I was 13 when Princess Diana died.
The entire world followed the tragic story playing out across the pond, shocked and dismayed at the violent death of such a gentle soul. It’s probably the first big news story I remember being fully aware of: the wall-to-wall cable news coverage; how the adults talked constantly about it; the headlines on newspapers and grocery store checkout lane tabloids.
But truthfully, it’s not Princess Di I identified with that August.
It was her 12-year-old son, Harry.
Prince Harry is just a few months younger than I am, born within hours of my husband. In 1997, looked like he could have been one of my junior high friends: ears a little too big for his face, limbs a little too lanky for his frame—just another awkward pre-teen stumbling through the chasm bridging childhood and adulthood. Except, of course, he was a prince.
I’ll never forget watching him in his mother’s funeral procession.
What must he be thinking? I wondered as he trudged somberly alongside his older, stoic brother, William. What must that feel like?

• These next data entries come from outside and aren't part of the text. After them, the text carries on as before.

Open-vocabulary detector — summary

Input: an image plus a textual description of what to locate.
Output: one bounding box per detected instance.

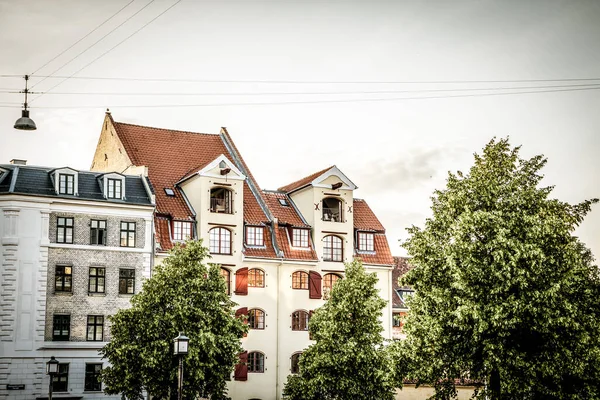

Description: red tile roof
[353,199,385,233]
[277,165,334,193]
[263,191,310,228]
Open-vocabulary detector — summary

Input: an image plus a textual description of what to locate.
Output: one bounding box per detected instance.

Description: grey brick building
[0,161,154,400]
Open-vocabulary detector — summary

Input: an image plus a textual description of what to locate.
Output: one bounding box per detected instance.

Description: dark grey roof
[0,164,152,205]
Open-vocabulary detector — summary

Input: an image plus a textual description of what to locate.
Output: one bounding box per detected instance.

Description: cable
[0,82,600,96]
[27,87,600,109]
[31,0,155,91]
[0,74,600,85]
[30,0,181,103]
[30,0,135,76]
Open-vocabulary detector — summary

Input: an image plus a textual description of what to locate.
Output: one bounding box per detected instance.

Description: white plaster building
[91,113,394,400]
[0,160,154,400]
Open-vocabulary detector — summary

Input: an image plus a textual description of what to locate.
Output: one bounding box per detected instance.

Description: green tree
[100,241,246,399]
[400,139,600,399]
[283,261,394,400]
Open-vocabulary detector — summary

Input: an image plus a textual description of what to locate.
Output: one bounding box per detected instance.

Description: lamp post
[46,356,58,400]
[172,332,190,400]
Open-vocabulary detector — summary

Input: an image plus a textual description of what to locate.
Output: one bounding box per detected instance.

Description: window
[221,268,231,295]
[246,226,265,246]
[248,308,265,329]
[210,188,233,214]
[90,219,106,246]
[88,267,106,293]
[248,351,265,373]
[173,221,192,240]
[292,271,308,289]
[52,315,71,342]
[358,232,375,251]
[248,268,265,287]
[323,274,342,293]
[83,364,102,392]
[87,315,104,342]
[292,310,308,331]
[209,228,231,254]
[54,265,73,292]
[323,197,344,222]
[323,236,344,261]
[56,217,73,243]
[58,174,75,194]
[119,268,135,294]
[121,222,135,247]
[292,228,308,247]
[52,364,69,392]
[106,179,123,199]
[291,353,302,374]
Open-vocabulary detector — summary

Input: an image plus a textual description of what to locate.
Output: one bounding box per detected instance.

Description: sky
[0,0,600,257]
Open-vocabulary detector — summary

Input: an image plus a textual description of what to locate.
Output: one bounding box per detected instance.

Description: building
[91,113,394,400]
[0,160,154,400]
[392,257,414,339]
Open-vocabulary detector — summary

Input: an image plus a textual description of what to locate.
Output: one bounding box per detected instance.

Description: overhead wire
[30,0,181,103]
[25,87,600,109]
[31,0,155,91]
[30,0,135,76]
[0,82,600,96]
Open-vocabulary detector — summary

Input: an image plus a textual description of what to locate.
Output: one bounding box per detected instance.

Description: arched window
[323,274,342,300]
[292,310,309,331]
[248,308,265,329]
[209,228,231,254]
[323,197,344,222]
[248,268,265,287]
[221,268,231,294]
[292,271,308,289]
[210,187,233,214]
[248,351,265,373]
[323,235,344,261]
[291,352,302,374]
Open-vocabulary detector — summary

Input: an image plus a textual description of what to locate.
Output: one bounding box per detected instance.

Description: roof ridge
[113,120,219,136]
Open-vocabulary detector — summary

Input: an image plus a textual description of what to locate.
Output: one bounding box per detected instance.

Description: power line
[0,74,600,85]
[27,87,600,109]
[30,0,135,76]
[31,0,155,91]
[30,0,181,103]
[0,82,600,96]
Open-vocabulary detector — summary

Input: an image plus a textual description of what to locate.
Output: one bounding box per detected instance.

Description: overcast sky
[0,0,600,256]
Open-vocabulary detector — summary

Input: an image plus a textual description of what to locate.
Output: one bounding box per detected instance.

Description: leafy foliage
[400,139,600,399]
[100,241,246,399]
[283,261,394,400]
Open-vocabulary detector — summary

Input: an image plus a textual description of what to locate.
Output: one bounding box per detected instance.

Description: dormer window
[173,221,192,240]
[106,178,123,199]
[323,197,343,222]
[58,174,75,194]
[357,232,375,251]
[210,187,233,214]
[292,228,308,247]
[246,226,265,246]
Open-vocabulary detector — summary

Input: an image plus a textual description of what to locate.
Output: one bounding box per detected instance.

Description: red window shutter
[234,267,248,296]
[233,351,248,381]
[308,271,321,299]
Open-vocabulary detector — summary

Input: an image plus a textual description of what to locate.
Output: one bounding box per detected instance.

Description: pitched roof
[277,165,335,193]
[353,199,385,233]
[0,164,152,205]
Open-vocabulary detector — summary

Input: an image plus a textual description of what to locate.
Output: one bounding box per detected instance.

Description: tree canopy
[100,241,246,399]
[283,261,394,400]
[401,139,600,399]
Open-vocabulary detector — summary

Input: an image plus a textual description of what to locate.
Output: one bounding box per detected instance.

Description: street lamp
[46,356,58,400]
[173,332,190,400]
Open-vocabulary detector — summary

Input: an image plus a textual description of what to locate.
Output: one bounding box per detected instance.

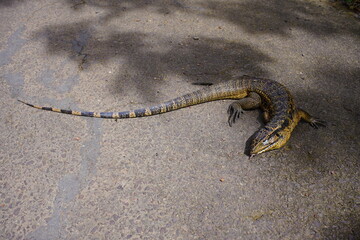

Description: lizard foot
[309,117,326,129]
[227,102,244,127]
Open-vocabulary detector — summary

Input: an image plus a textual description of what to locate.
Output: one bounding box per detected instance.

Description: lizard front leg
[227,92,261,127]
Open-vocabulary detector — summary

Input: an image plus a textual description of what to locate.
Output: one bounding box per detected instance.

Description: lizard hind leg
[298,108,326,129]
[227,92,261,127]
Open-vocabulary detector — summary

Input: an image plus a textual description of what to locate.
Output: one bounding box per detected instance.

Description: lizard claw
[310,118,326,129]
[227,102,244,127]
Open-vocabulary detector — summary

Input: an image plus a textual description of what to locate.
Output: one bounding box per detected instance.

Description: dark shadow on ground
[66,0,360,37]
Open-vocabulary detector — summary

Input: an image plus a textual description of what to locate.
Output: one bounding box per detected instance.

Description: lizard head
[250,128,290,157]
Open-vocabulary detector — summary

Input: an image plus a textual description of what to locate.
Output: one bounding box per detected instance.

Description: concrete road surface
[0,0,360,240]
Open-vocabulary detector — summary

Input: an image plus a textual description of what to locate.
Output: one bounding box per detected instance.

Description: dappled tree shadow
[0,0,24,7]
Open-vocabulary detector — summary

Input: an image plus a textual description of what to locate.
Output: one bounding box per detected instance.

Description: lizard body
[19,76,324,156]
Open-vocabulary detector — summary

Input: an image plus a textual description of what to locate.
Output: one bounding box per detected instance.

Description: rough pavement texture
[0,0,360,240]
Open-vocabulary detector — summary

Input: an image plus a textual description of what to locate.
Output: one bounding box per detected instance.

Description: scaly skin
[19,76,324,157]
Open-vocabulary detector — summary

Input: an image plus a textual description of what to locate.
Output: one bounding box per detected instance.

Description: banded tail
[18,81,247,119]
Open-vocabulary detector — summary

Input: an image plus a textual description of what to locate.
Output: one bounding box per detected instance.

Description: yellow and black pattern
[19,76,325,156]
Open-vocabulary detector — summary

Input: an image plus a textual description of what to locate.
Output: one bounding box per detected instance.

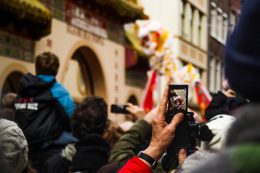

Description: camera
[111,104,129,114]
[162,85,213,171]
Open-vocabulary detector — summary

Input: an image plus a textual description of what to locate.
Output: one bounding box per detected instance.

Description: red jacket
[119,157,152,173]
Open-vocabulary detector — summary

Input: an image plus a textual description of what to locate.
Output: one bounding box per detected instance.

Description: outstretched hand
[144,85,184,160]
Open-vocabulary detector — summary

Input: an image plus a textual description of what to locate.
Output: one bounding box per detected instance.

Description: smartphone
[111,104,129,114]
[162,85,189,172]
[166,85,188,123]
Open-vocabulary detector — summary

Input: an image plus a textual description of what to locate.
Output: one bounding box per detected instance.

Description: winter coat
[15,74,70,147]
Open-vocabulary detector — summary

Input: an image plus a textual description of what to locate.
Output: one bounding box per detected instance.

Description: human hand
[223,89,236,97]
[126,103,145,119]
[144,85,184,160]
[144,107,159,124]
[178,149,187,165]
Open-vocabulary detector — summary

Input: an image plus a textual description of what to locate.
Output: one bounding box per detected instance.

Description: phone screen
[166,85,188,123]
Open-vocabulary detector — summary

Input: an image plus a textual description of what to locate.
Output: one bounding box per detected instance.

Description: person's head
[0,119,28,173]
[175,150,215,173]
[35,52,60,76]
[226,104,260,146]
[0,108,15,121]
[103,121,125,148]
[72,96,108,139]
[2,92,17,109]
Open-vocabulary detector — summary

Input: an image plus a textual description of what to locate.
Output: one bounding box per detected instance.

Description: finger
[168,113,184,131]
[178,149,187,165]
[126,103,134,107]
[126,106,135,114]
[158,84,169,116]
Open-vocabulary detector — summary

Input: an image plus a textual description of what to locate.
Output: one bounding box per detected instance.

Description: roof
[0,0,52,39]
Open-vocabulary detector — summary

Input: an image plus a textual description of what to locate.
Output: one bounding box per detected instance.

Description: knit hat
[0,119,28,172]
[207,114,235,150]
[225,0,260,101]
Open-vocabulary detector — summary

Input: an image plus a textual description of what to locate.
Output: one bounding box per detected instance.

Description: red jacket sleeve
[119,157,152,173]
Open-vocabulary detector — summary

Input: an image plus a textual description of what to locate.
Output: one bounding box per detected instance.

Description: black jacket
[15,74,70,149]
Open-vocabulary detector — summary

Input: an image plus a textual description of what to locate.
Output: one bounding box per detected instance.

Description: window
[192,10,200,46]
[200,15,208,49]
[217,8,223,42]
[184,3,192,41]
[210,3,217,37]
[209,58,216,92]
[179,0,184,36]
[230,12,236,31]
[216,61,222,91]
[222,14,228,43]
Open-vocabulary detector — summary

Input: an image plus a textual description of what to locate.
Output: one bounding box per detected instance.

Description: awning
[97,0,148,20]
[0,0,52,39]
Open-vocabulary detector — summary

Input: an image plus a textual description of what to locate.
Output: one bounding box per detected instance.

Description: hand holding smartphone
[166,85,188,123]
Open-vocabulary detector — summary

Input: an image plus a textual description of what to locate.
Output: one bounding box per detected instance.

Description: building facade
[0,0,147,121]
[208,0,229,92]
[208,0,241,93]
[142,0,208,104]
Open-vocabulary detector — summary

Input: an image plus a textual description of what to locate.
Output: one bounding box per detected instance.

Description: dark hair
[2,92,17,109]
[71,96,108,139]
[103,120,125,148]
[0,108,15,121]
[35,52,60,76]
[226,104,260,146]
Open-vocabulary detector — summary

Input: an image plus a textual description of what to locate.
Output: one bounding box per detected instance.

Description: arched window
[184,3,192,41]
[192,10,200,46]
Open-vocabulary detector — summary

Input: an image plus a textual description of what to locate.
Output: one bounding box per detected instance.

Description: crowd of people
[0,0,260,173]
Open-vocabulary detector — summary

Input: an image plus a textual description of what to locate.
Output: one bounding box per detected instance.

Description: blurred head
[2,93,17,109]
[226,104,260,146]
[72,96,108,139]
[103,121,124,148]
[0,108,15,121]
[35,52,60,76]
[175,150,215,173]
[0,119,28,173]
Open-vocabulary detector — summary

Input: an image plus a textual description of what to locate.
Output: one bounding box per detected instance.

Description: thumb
[178,149,187,165]
[168,113,184,130]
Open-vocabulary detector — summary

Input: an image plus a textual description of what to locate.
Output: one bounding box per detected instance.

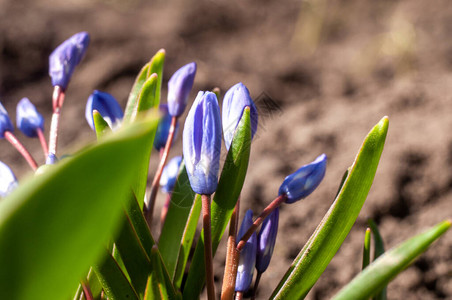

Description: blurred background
[0,0,452,299]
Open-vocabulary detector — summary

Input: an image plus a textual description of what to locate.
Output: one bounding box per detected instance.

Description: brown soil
[0,0,452,299]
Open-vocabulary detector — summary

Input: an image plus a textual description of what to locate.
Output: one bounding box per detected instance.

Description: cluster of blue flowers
[0,32,327,292]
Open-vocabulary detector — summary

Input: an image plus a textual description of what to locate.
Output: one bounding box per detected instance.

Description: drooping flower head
[0,103,14,138]
[49,32,89,90]
[154,104,179,150]
[183,92,221,195]
[0,161,17,198]
[279,154,327,203]
[222,82,258,150]
[256,208,279,273]
[160,156,182,193]
[85,90,124,130]
[16,98,44,137]
[168,62,196,117]
[235,209,257,292]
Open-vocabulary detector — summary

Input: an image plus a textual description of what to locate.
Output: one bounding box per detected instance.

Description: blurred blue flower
[0,161,17,198]
[160,156,182,193]
[154,104,179,150]
[222,82,258,150]
[168,62,196,117]
[183,92,221,195]
[256,207,279,273]
[0,103,14,138]
[85,90,124,130]
[49,32,89,90]
[16,98,44,137]
[279,154,327,203]
[235,209,257,292]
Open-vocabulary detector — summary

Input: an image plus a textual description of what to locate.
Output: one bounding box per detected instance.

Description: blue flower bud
[279,154,327,203]
[85,90,124,130]
[235,209,257,292]
[160,156,182,193]
[46,153,58,165]
[183,92,221,195]
[154,104,179,150]
[49,32,89,90]
[256,207,279,273]
[168,62,196,117]
[222,82,258,150]
[16,98,44,137]
[0,103,14,138]
[0,161,17,198]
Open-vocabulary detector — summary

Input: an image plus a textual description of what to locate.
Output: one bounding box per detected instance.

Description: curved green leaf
[0,119,157,300]
[272,117,388,299]
[183,108,251,299]
[333,221,451,300]
[159,162,199,278]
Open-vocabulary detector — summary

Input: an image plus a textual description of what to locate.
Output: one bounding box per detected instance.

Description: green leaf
[124,49,165,122]
[367,219,386,300]
[272,117,388,299]
[0,116,156,300]
[93,111,111,139]
[333,221,451,300]
[362,228,370,270]
[183,109,251,299]
[173,194,201,289]
[159,162,199,278]
[93,251,140,300]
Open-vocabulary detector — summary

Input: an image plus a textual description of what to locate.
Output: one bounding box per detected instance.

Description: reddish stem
[221,196,240,300]
[144,117,177,228]
[237,194,287,252]
[36,128,49,159]
[201,194,215,300]
[4,131,38,171]
[48,85,65,155]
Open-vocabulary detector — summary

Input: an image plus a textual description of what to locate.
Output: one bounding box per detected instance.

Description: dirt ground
[0,0,452,299]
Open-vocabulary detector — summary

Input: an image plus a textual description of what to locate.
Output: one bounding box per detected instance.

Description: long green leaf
[124,49,165,122]
[272,117,388,299]
[333,221,451,300]
[183,109,251,299]
[93,251,140,300]
[159,162,199,278]
[173,194,201,289]
[0,116,156,300]
[367,219,386,300]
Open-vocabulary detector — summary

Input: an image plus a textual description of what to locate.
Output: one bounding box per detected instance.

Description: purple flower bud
[49,32,89,90]
[16,98,44,137]
[0,103,14,138]
[235,209,257,292]
[168,62,196,117]
[222,82,258,150]
[183,92,221,195]
[160,156,182,193]
[256,208,279,273]
[0,161,17,198]
[279,154,327,203]
[46,153,58,165]
[154,104,179,150]
[85,90,124,130]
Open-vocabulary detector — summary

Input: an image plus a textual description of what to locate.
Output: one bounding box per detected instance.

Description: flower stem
[144,117,177,228]
[201,194,215,300]
[251,272,262,300]
[237,194,287,252]
[49,85,65,155]
[4,131,38,171]
[82,282,94,300]
[221,196,240,300]
[36,128,49,159]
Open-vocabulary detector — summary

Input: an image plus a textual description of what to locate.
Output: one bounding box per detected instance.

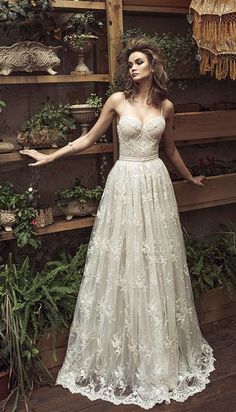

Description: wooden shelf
[0,143,113,165]
[0,74,110,85]
[0,216,94,242]
[123,0,190,14]
[174,110,236,145]
[51,0,106,10]
[173,173,236,212]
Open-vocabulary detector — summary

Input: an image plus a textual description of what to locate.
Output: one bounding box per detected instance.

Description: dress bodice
[117,115,165,158]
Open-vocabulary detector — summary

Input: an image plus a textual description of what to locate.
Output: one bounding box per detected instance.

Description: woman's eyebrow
[128,57,143,64]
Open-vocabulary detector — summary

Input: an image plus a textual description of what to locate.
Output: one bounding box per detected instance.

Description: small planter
[61,200,97,220]
[65,34,97,75]
[173,173,236,212]
[0,209,17,232]
[0,41,61,76]
[35,207,53,227]
[16,128,61,149]
[0,369,10,401]
[195,288,236,325]
[70,104,97,136]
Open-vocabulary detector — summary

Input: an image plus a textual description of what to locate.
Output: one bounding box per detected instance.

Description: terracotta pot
[0,369,10,401]
[0,209,17,232]
[61,200,97,220]
[70,104,97,137]
[35,207,53,227]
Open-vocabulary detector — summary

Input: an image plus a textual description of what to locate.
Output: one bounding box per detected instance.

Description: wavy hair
[117,36,168,107]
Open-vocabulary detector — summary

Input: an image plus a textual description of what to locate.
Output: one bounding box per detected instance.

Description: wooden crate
[174,110,236,144]
[38,329,69,370]
[195,288,236,325]
[173,173,236,212]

Today, we’re getting some of those answers, and they’re heartbreaking.
Harry’s highly anticipated memoir, Spare, just released—and it’s generating a lot of buzz for its no holds barred glimpse into the former Royal’s world. The Duke of Sussex writes about his mother’s death and how, for years, he struggled to accept it was real. He opens up about his wild, drug-laced past; his complicated relationship with his famous family; his marriage to Meghan Markle, and the couple’s subsequent exit from official Royal duties.
There’s a lot to unpack in Spare‘s 416 pages.
The book (as with anything Harry and Meghan) is bringing out strong opinions from basically everyone‚—most of them negative.
Prince Harry and Prince William aren’t exactly close as brothers, but does he need to share the sordid details?
Harry and Meghan said they wanted privacy, but they did a Netflix documentary last month so . . .
What would his mother say?
But the more I learn about Harry’s book and the relational drama and the estrangement from the Royals and just . . . everything, the more I wish I could give 12-year-old Harry a hug.
Because underneath it all, I bet that boy whose world changed when his mother died is still there, still hurting, still aching to be heard.
I still see him.
It’s a funny thing, being an adult. We’re the “grown-ups” in the room, the ones raising kids, attending class reunions, taking serious looks at our retirement plans and daily vitamin intake. But don’t you sometimes feel like the younger, not-quite-grown, a little insecure version of you is still there, wondering when everyone will notice you don’t know what the heck you’re doing?
Maybe that’s why, when it comes to Prince Harry, I can’t summon anything but empathy, details be darned.
I don’t know if I’ll read Spare or not; I’m not an Anglophile (I haven’t even watched The Crown!). It doesn’t really matter. The work of healing hurts and mending fences has nothing to do with any one of us picking up a copy of a book or watching a documentary, and they’ll have to sort that out themselves.
But in the coming days as Harry holds court in the headlines, I’ll remember that little boy who will never be King and offer him the only thing I can: a little grace.
“Spare” is available in print, electronic, and audiobook formats, with Prince Harry narrating the audio version.